Editor’s Note: This is from my weekly Globalpost.com column.
An African Agricultural Powerhouse?
The situation was grim. It was November 2005, and for more than a year, less than an inch of rain had fallen on much of the country. Irrigated tobacco farms, mostly foreign owned, had managed to survive, but in a land where 70 percent of GDP is based on farming — mostly an acre or less per plot — the prospect of extended drought raised the spectre of famine.
A desperately poor place, Malawi for years had been almost completely dependent on a mixture of tobacco export revenue, international aid donations and IMF and World Bank loans.
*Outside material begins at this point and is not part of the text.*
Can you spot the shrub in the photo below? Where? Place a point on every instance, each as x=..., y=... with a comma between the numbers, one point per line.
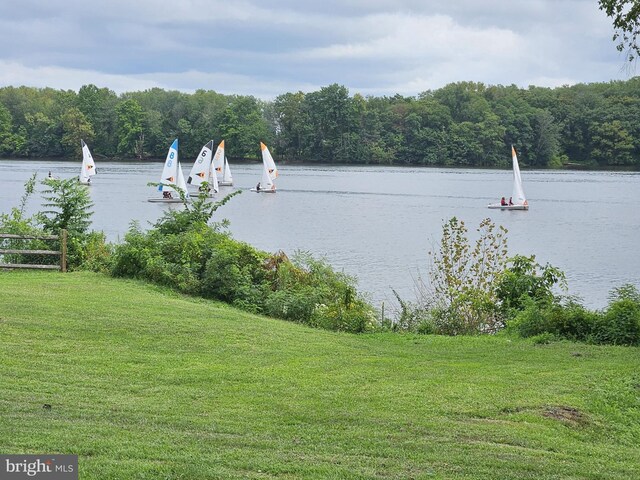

Scientists have long understood that the vulnerability of the soil in Malawi and other places to drought was not merely a question of water, but also of nitrogen, the key ingredient in fertilizer that farmers elsewhere can afford but which was well beyond the reach of the average Malawian cropper.
So Malawi’s President Bingu wa Mutharika stepped in, funding the distribution of small amounts of fertilizer to farmers all across the country.
The World Bank, led at the time by Paul Wolfowitz, the former Bush administration deputy defense secretary, objected to this move, as did the IMF. But Mutharika persisted, and within one harvest season, his farmers not only produced enough food to feed itself, but also enough to donate to neighbors in need.